Jordan Millstein, the rabbi of Temple Sinai in Tenafly, was a camper at Kutz in 1980; his track was temple youth group leadership. He grew up on Long Island; because he headed his synagogue’s youth group there, he felt ready for the camp’s “higher-level” training. “I really did learn basic leadership skills for the first time in my life,” he said. In fact, he added, the skills he learned “have lasted a lifetime. I wouldn’t have had the same sense of commitment” to developing teen programs — “if I hadn’t been part of it. Going to Kutz brought it to a different level.”

He was at Kutz as a “faculty brat,” Rabbi Millstein said; his father, Rabbi Ronald Millstein, often led retreats there. “My father was the rabbi of Temple Israel of Jamaica in Holliswood,” in Queens, he added. “I first started going there as a little kid,” when his father led teen retreats for LIFTY, the Long Island Federation of Temple Youth.

“It was the closest retreat center for congregations in New York and New Jersey for the Reform movement. I was also there for conclaves. It was sort of like a second Jewish home,” he said, giving first place to his own synagogue in Long Island. And while his primary camp was Eisner in Great Barrington, Massachusetts, “Kutz was the local center for fun getaways and retreats.

“When you look through the list of who spent summers there, you see a huge proportion of the Reform rabbinate. And so much of the music that was developed through the Reform Jewish youth movement is the music we use now. I remember when Steve Dropkin was there — he was a well-known song leader and songwriter. He sang a new tune for ‘Al Shlosha D’varim’ and it became super popular in less than a year.

“I have a lot of great memories of song sessions, sitting in front of the fireplace in the main room and raising the roof singing,” he said. “And the services on the lake in the summer, and being there in the winter playing in the snow.”

His wife, Rabbi Paula Feldstein, staffed a retreat there, and his daughter, Sarah, was a camper during the summer of 2016. “She did the song-leading track, so it’s more than one generation,” her father said. Indeed, he said, she is now putting her skills to use, helping to lead Reform services for the Hillel at Rutgers. (His other daughter, Eve, did not go to Kutz, he added.)
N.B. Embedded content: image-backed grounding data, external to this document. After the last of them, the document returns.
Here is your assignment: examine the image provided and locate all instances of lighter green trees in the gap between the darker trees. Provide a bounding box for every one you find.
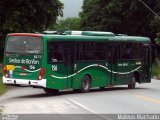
[52,17,80,31]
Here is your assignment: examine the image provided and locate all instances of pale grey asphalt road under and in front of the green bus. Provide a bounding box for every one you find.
[0,80,160,120]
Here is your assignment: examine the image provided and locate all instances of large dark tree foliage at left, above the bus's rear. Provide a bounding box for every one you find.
[0,0,63,34]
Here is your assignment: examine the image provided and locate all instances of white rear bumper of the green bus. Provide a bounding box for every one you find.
[3,76,46,87]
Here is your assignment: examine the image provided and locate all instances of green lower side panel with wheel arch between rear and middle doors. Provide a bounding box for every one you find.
[73,61,109,88]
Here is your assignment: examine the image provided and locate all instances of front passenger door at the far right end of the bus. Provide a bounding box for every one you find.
[142,45,151,82]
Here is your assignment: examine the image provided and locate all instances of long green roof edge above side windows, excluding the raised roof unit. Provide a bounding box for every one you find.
[44,35,151,43]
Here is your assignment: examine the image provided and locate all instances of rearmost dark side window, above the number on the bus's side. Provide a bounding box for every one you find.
[48,41,63,63]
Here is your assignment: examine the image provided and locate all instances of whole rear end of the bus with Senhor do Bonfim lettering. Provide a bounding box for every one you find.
[3,33,46,87]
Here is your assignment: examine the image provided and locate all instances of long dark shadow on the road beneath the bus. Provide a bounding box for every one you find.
[12,87,148,99]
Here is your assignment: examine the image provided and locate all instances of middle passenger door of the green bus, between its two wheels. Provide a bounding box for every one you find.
[108,46,117,85]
“Sarah remembers discussions being on a teen level and really engaging,” her mother said. “Fun, but high-level.” Rabbi Millstein also remembers those discussions. “In the summer of 1980 I remember sitting and studying with Rabbi Bernie Zlotowitz. It was very informal — you didn’t feel you were in class.”

“Being a camp for teens made it really unique,” Rabbi Millstein said. “It had a certain kind of energy.” And in addition to it having a certain level of seriousness, “in other ways, it was a place where you could be yourself and develop yourself and your Jewish identity on your own. Teens from all over the country came because they passionately believed in Reform Jewish youth group involvement. It was kids who loved it and were into it.”

Should it close?

Debbie Friedman singing at Kutz Camp in 1969. (Rabbi Jeffrey Klepper)

“So much happened there, and it was the source of strength and energy for the youth of our movement,” Rabbi Millstein said. Still, he acknowledged, enrollment has been declining “and there isn’t the same attraction to go to a national camp. The regional camp movements are booming and have developed strong programs for teens. And the movement encourages kids to go to Israel after the tenth grade,” to participate in the NFTY in Israel program. “The movement is adjusting and changing. It’s finding other ways to provide the same kind of leadership development.”

Rabbi Millstein admitted to feeling “sentimental” when he visited his daughter there. “I walked around the camp and remembered my bunk. My bed. Memories came flooding back.” He even took his daughter to see the group photo in which he appeared. “I’m in there somewhere,” he said.